Drax había repartido y estaba mirando sus cartas. Tenía los labios húmedos de expectación. Miró a Bond, que parecía tener dificultades para encender un cigarrillo.

—Hecho —dijo con presteza—. Cien libras los cien puntos y mil libras la partida. —Entonces pensó que podía permitirse un toque de deportividad, ya que, de todos modos, Bond difícilmente podría cancelar la apuesta—. Pero le advierto que tengo una buena mano —añadió—. ¿Quiere continuar adelante?

—Por supuesto, por supuesto —replicó Bond mientras recogía las cartas con torpeza—. He hecho la apuesta, ¿verdad?

—De acuerdo —respondió Drax con satisfacción—. Tres sin triunfo por este lado.

Hizo cuatro.

Luego, para alivio de Bond, las cartas cambiaron. Bond declaró e hizo un pequeño slam en corazones, y a la mano siguiente M acabó con tres sin triunfo.

Bond le dedicó una alegre sonrisa al sudoroso rostro. Drax se mordía las uñas con enojo.

—Los grandes batallones… —comentó Bond, frotándoselo por las narices.

Drax gruñó algo y se dedicó a anotar las puntuaciones.

Bond miró a M, quien, con evidente satisfacción por la marcha del juego, estaba acercando una cerilla al segundo cigarro de la noche, lo que suponía un auténtico desenfreno en él.

—Me temo que esta tendrá que ser mi última partida —comentó Bond—. Tengo que levantarme temprano. Espero que me disculpen.

M miró su reloj.

—Ya es más de medianoche —dijo—. ¿Qué me dice usted, Meyer?

Meyer, que había sido un comensal silencioso durante casi toda la noche, y que tenía el aspecto de un hombre atrapado en una jaula con dos tigres, pareció aliviado de que le ofrecieran la oportunidad de escapar. Aprovechó al vuelo la idea de regresar a su tranquilo apartamento de Albany y a la tranquilizadora compañía de su colección de cajas de rapé de Battersea.

—A mí me parece muy bien, almirante —se apresuró a decir—. ¿Y tú qué dices, Hugger? ¿Tienes sueño?

Drax hizo caso omiso de él. Alzó los ojos de la hoja de puntuación para mirar a Bond. Advirtió los signos de borrachera. La frente húmeda, el mechón de pelo negro que colgaba al desgaire sobre la ceja derecha, el brillo del alcohol en los ojos azul grisáceos.
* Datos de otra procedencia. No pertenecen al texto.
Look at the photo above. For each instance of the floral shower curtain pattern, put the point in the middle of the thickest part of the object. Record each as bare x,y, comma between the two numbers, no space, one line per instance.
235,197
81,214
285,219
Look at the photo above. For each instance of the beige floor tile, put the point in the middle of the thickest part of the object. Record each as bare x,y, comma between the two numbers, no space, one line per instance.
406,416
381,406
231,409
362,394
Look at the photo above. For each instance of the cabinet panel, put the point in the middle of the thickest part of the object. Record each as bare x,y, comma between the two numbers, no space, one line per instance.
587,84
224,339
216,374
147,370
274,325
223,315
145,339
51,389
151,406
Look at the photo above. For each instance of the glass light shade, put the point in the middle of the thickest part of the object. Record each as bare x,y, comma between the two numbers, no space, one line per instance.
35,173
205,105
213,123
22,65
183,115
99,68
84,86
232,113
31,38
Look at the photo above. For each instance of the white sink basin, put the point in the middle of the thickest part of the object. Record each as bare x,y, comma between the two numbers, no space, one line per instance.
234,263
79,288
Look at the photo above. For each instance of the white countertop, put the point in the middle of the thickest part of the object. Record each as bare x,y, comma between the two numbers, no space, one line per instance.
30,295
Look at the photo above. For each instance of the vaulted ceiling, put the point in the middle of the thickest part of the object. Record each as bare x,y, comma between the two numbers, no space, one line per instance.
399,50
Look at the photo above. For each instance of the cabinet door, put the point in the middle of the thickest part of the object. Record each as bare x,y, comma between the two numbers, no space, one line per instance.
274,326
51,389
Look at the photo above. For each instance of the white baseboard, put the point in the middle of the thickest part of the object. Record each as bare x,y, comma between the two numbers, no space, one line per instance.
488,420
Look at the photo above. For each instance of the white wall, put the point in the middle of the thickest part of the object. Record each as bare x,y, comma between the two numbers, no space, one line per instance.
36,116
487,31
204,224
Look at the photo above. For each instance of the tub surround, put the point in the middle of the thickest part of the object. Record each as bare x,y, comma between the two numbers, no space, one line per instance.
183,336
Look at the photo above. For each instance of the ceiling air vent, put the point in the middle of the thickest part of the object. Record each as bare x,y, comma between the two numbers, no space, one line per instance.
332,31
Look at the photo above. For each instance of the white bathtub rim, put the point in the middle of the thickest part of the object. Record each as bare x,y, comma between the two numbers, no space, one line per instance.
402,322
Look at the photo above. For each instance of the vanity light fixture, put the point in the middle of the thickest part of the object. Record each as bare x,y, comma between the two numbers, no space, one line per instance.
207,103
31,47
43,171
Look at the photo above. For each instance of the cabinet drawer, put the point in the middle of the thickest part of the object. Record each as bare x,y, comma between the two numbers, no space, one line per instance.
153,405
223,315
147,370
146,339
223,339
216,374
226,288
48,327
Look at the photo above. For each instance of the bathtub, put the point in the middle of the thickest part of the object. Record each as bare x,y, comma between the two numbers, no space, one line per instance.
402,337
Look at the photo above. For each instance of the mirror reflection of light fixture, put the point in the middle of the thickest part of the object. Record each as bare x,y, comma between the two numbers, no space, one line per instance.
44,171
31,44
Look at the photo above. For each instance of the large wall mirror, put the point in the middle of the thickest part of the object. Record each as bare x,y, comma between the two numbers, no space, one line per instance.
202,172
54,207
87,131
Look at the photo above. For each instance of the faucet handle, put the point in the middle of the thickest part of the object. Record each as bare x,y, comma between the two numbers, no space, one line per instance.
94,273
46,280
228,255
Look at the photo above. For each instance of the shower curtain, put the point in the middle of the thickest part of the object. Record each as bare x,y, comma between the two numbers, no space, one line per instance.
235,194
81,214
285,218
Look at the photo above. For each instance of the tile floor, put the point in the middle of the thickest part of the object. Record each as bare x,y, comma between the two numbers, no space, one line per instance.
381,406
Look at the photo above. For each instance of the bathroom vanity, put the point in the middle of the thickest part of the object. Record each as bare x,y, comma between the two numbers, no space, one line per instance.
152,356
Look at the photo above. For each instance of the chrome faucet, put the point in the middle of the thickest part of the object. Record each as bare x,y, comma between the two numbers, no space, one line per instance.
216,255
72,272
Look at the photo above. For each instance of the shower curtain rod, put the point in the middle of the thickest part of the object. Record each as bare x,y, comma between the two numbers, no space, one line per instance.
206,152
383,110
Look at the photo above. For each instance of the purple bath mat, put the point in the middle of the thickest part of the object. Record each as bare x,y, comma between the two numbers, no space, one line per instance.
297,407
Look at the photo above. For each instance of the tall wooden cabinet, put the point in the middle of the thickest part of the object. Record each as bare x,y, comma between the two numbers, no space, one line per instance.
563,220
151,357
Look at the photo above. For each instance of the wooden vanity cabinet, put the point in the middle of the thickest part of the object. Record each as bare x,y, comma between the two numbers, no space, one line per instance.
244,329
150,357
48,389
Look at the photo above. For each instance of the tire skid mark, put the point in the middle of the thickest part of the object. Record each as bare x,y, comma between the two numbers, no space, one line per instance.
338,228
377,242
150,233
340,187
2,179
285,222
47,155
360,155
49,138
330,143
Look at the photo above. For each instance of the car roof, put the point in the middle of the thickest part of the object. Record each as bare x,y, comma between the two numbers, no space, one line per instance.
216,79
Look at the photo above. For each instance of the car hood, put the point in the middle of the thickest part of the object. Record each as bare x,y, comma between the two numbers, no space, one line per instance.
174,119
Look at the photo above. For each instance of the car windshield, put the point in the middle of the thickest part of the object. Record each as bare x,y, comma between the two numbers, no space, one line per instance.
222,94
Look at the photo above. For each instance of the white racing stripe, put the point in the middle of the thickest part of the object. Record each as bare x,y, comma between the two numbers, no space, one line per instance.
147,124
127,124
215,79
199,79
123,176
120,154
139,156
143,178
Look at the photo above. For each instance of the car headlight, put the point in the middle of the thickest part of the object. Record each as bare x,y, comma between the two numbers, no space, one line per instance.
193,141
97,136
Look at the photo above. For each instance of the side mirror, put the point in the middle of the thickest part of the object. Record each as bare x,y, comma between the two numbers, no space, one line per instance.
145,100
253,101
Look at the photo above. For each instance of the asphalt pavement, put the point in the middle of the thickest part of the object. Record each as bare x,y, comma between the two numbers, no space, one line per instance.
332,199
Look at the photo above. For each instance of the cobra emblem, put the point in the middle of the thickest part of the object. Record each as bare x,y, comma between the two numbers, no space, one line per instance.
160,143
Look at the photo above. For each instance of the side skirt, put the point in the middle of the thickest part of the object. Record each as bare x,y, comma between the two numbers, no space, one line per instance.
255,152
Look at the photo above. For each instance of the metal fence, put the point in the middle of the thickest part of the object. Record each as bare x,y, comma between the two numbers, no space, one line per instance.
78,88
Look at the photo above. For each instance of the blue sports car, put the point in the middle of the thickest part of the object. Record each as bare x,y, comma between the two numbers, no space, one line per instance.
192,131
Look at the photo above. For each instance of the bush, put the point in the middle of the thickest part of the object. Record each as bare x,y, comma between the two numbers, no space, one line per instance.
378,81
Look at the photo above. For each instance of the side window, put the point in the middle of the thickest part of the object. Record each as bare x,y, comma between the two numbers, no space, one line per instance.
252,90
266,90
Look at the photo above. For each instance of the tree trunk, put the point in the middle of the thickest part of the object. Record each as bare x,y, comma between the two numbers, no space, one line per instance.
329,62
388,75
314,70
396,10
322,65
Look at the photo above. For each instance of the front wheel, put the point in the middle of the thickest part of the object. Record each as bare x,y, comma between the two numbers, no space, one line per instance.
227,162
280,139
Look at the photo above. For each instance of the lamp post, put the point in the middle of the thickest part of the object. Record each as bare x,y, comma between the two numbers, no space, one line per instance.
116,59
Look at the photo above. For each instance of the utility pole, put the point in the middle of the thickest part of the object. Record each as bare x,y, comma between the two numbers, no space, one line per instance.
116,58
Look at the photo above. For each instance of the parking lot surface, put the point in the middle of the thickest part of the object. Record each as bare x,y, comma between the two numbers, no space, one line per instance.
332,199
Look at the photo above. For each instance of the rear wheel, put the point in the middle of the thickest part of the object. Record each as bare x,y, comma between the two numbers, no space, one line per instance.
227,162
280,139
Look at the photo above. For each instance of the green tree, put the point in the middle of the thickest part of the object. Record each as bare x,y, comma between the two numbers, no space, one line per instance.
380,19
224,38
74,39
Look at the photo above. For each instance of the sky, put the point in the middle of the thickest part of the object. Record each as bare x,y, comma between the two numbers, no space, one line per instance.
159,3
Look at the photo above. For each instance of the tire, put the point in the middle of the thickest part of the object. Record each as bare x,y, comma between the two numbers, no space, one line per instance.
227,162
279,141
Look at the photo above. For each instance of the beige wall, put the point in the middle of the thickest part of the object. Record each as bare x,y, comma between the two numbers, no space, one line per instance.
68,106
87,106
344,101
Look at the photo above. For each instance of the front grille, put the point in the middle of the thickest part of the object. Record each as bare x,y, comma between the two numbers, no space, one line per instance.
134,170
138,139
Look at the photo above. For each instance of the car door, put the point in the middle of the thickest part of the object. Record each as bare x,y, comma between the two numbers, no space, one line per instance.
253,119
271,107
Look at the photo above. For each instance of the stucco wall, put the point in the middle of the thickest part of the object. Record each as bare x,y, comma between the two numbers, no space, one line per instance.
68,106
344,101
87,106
—El balance es bastante mísero de momento —comentó—. Calculo que van ganando ustedes por un par de cientos más o menos. Por supuesto, si quiere huir de la partida, puede hacerlo. Pero ¿qué le parecerían algunos fuegos artificiales para acabar? ¿Triplicamos las apuestas en la última partida? ¿Quince y quince? Partida histórica. ¿Lo acepta?

Bond lo miró. Esperó un poco antes de responder. Quería que Drax recordara cada detalle de esta última partida, cada palabra que se dijera, cada gesto que se hiciese.

—Bueno —insistió Drax con impaciencia—, ¿qué me dice?

Bond miró al frío ojo izquierdo rodeado por el rostro arrebolado. Le habló sólo a él.

—Ciento cincuenta libras los cien puntos y mil quinientas la partida —asintió con claridad—. Acepto.